There was no bang or flash when the lightning hit.


Gareth's mother, Barbara, woke to find herself lying in the wet field, dazed and unable to move. A bomb's exploded! she thought.

But then she looked up and saw the races continuing as normal. That's when she realised: both families had been blown several feet from the tree, forming a ring of bodies around the trunk.

None of them could get up—the electricity had contracted their muscles so violently their limbs were useless. Her husband had a singed spot on his leg, and little Gareth had a hole burnt in his T-shirt where he had been leaning against the tree.

Someone alerted the medics, and they were rushed off in an ambulance. All eight of them were released later that day, but it was a full week before they fully recovered.

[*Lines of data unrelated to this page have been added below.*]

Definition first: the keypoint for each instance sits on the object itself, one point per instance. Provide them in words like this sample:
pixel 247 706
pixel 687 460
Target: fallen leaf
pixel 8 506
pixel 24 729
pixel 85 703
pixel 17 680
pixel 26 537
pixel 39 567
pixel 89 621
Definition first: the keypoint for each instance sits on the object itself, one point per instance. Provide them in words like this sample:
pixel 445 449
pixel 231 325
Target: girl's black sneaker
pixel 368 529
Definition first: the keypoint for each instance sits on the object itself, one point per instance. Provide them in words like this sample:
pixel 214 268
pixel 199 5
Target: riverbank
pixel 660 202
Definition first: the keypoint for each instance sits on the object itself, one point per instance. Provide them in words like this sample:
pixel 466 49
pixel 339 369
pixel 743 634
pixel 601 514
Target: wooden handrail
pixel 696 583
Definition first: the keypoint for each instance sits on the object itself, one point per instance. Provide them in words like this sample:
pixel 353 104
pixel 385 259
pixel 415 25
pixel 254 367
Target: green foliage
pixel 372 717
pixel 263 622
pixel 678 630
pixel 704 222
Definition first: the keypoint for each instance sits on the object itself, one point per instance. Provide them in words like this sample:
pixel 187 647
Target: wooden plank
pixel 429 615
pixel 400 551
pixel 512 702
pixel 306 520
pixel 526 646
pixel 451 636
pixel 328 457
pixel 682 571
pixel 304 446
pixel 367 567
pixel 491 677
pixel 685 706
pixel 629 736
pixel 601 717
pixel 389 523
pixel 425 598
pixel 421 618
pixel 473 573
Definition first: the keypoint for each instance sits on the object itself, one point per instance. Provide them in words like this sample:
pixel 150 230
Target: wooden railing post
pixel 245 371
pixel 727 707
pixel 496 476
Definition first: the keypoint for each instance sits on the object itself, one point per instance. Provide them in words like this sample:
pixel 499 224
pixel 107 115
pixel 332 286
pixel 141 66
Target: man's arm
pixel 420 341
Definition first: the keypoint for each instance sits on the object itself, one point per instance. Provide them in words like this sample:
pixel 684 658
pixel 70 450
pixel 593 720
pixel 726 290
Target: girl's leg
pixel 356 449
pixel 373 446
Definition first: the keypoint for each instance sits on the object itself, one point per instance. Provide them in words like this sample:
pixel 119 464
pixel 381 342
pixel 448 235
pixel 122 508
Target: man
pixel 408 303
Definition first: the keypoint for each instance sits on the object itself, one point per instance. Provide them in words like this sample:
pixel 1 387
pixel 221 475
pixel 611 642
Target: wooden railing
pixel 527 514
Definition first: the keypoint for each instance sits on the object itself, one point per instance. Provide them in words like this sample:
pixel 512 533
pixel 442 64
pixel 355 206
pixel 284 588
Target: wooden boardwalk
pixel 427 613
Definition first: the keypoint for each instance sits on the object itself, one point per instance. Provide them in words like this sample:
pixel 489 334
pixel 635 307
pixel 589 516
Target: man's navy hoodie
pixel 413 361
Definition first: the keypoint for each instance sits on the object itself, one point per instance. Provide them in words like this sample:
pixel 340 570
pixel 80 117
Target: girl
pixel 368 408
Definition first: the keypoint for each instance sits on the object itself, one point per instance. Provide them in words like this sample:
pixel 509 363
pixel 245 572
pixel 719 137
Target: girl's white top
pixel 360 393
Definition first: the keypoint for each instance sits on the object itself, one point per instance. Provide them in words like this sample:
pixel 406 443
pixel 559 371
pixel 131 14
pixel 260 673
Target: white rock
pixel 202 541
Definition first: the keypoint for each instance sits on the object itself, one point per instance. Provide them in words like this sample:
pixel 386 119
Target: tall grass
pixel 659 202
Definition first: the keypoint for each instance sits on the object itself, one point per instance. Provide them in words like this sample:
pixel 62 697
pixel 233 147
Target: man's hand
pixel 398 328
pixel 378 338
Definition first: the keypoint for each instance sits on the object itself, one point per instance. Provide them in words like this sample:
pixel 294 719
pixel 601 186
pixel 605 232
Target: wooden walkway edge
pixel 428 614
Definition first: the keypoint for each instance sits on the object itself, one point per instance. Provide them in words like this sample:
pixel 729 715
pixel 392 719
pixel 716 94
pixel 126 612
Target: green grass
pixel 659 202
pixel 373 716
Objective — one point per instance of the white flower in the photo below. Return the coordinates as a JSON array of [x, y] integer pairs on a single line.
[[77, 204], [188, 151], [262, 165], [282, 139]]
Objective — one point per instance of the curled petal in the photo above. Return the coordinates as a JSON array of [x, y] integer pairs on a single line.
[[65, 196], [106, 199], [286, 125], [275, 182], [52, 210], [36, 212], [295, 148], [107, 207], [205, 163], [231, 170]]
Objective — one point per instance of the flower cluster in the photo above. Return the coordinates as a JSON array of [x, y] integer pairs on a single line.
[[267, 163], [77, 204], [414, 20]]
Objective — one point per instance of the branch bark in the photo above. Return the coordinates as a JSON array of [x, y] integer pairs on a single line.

Barbara has been wary of Cooper's Hill ever since. "I felt that we were jinxed from the cheese rolling."

If only Gareth would have listened.

Every year he and his friends would watch the race, and every year he would tell his mother he was going to run in it. Somehow, though, his youthful bravado had never materialised into action.

So when he told her at the age of 17 that he was going to do it, Barbara didn't believe him. Little did she know that he had secretly taken a test run the night before and made it to the bottom without a scratch.

"I was gonna win all three cheeses, wasn't I?" he recalls, grinning.

Despite his confidence, the timing of his debut didn't bode well—it happened to be the 10th anniversary of the Smedleys' first ill-fated experience on Cooper's Hill.